Türkiye’nin girişimleriyle kurulan Birleşmiş Milletler (BM) Stratejik Öngörü ve Öngörülü Yönetişim Dostlar Grubu’nun (GOFFA) ilk toplantısı, 50 üyenin katılımıyla BM Cenevre Ofisi’nde gerçekleştirildi. Türkiye’nin BM Cenevre Ofisi nezdinde Daimi Temsilcisi Büyükelçi Burak Akçapar’ın ev sahipliğinde düzenlenen ‘Açılış Brifingi ve Hızlı Eğitim’ başlıklı toplantıda, Dışişleri Bakanı Hakan Fidan’ın liderliğinde hayata geçirilen GOFFA’nın, BM’nin 5 bölgesel grubundan 50 üyeyi bir araya getirdiği ve çok paydaşlı bir yapıya sahip olduğu belirtildi.

Akçapar, belirsizliği yönetmek ve geleceğe hazırlıklı olabilmek için stratejik öngörünün ülkeler açısından kritik önemine dikkati çekerek, diplomatik tecrübe ve insan muhakemesinin ileri analitik araçlarla birleştiği stratejik öngörü alanında GOFFA’nın köprü görevi göreceğini vurguladı. Konuşmanın ardından katılımcılar, GOFFA’nın hedeflerine ve beklentisine ilişkin görüş ve önerilerini paylaştı.
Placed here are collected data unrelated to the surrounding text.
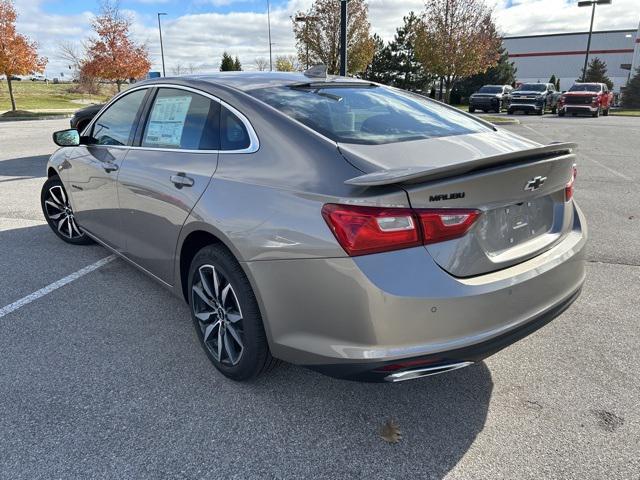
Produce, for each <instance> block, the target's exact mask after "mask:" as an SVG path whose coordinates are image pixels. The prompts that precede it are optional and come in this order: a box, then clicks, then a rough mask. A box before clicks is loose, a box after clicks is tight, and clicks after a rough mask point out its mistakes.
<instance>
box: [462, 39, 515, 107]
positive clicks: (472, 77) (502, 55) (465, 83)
mask: <svg viewBox="0 0 640 480" xmlns="http://www.w3.org/2000/svg"><path fill="white" fill-rule="evenodd" d="M515 81H516V67H515V66H514V64H513V62H510V61H509V52H507V51H506V50H505V49H504V48H503V47H502V48H500V60H498V63H497V64H496V65H495V66H493V67H491V68H489V69H488V70H487V71H486V72H484V73H479V74H477V75H473V76H471V77H467V78H463V79H462V80H461V81H460V82H458V85H457V89H456V90H457V91H458V92H459V94H460V96H461V97H465V98H469V97H470V96H471V94H472V93H474V92H477V91H478V89H479V88H480V87H482V86H483V85H513V84H514V82H515Z"/></svg>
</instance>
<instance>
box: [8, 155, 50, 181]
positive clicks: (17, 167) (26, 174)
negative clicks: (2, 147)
mask: <svg viewBox="0 0 640 480" xmlns="http://www.w3.org/2000/svg"><path fill="white" fill-rule="evenodd" d="M47 160H49V155H35V156H32V157H22V158H12V159H9V160H0V177H45V176H46V175H47V169H46V166H47Z"/></svg>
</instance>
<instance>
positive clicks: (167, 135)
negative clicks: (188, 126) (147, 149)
mask: <svg viewBox="0 0 640 480" xmlns="http://www.w3.org/2000/svg"><path fill="white" fill-rule="evenodd" d="M191 98H192V97H191V95H184V96H181V97H159V98H157V99H156V101H155V104H154V106H153V110H152V111H151V118H150V119H149V125H148V126H147V133H146V135H145V139H144V142H143V143H144V144H145V145H147V146H155V147H180V142H181V140H182V132H183V130H184V122H185V119H186V118H187V112H188V111H189V106H190V105H191Z"/></svg>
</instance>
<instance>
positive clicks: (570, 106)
mask: <svg viewBox="0 0 640 480" xmlns="http://www.w3.org/2000/svg"><path fill="white" fill-rule="evenodd" d="M612 103H613V93H611V92H610V91H609V87H607V85H606V84H604V83H574V84H573V86H572V87H571V88H570V89H569V91H568V92H565V93H564V94H563V95H562V96H561V97H560V99H559V100H558V115H559V116H561V117H564V115H565V114H566V113H570V114H571V115H573V116H576V115H577V114H579V113H580V114H582V113H587V114H589V115H591V116H592V117H598V116H599V115H600V113H602V115H604V116H607V115H609V109H610V108H611V104H612Z"/></svg>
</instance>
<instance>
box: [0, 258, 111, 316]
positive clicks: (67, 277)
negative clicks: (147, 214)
mask: <svg viewBox="0 0 640 480" xmlns="http://www.w3.org/2000/svg"><path fill="white" fill-rule="evenodd" d="M116 258H117V256H116V255H109V256H108V257H105V258H102V259H100V260H98V261H97V262H95V263H92V264H91V265H87V266H86V267H84V268H81V269H80V270H78V271H77V272H74V273H72V274H70V275H67V276H66V277H63V278H61V279H60V280H57V281H55V282H53V283H50V284H49V285H47V286H46V287H44V288H41V289H40V290H37V291H35V292H33V293H31V294H29V295H27V296H26V297H22V298H21V299H20V300H17V301H15V302H13V303H10V304H9V305H7V306H5V307H2V308H0V318H2V317H4V316H5V315H8V314H10V313H11V312H15V311H16V310H18V309H19V308H21V307H24V306H25V305H28V304H29V303H31V302H33V301H35V300H37V299H39V298H41V297H44V296H45V295H48V294H49V293H51V292H53V291H54V290H57V289H58V288H60V287H64V286H65V285H66V284H68V283H71V282H73V281H74V280H77V279H79V278H80V277H83V276H85V275H86V274H87V273H91V272H93V271H94V270H97V269H98V268H100V267H102V266H104V265H106V264H107V263H109V262H112V261H113V260H115V259H116Z"/></svg>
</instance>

GOFFA, tüm BM bölgesel gruplarından üye ülkeler, BM kurumları, düşünce kuruluşları ve iş dünyasını temsilen 50 üye ve bir gözlemciden oluşuyor. GOFFA’nın temel hedefi, uluslararası belirsizlik ve dönüşüm ortamında bilimsel yöntemlerle, büyük veri ve yapay zekanın da yardımıyla gelişen trendleri erken teşhis etmek ve bunların yardımıyla politika seçeneklerini oluşturmak üzere üyelerin arasında bilgi alışverişi, ortak çalışmalar ve kapasite oluşturmak üzere eğitimler düzenlemek olarak öne çıkıyor.
Yapay zeka ve kuantum teknolojisi gibi yeniliklerin yön verdiği teknolojik devrim sürerken dünyanın her yerinde belirsizliklerin arttığı bir çağda GOFFA, geleceğin getireceği belirsizlikler ve fırsatlar karşısında özel sektörün elinde olan metodolojik yaklaşımı, kamu sektörüne de getirmeyi amaçlıyor. GOFFA, bu sayede ‘stratejik öngörü’ olarak tabir edilen bu çalışma alanının sadece belirli küçük bir grup ülkeden dünyanın geri kalanına doğru genişlemesine de yardımcı olmayı amaçlıyor.
Bu girişim, aynı zamanda benzeri çabaların diğer ülkeler tarafından da benimsenmesini teşvik edebilir. Stratejik öngörü, ülkelerin ve uluslararası organizasyonların proaktif bir şekilde geleceğe hazırlanmalarını sağlayarak, krizlerin önlenmesine ve fırsatların değerlendirilmesine yardımcı olabilir.
GOFFA’nın kurulması, Türkiye’nin uluslararası alanda inovatif ve vizyoner bir yaklaşım sergilemesine de imkan tanıyacak. Bu sayede, Türkiye’nin küresel arenadaki etkisi ve rolü daha da artabilir.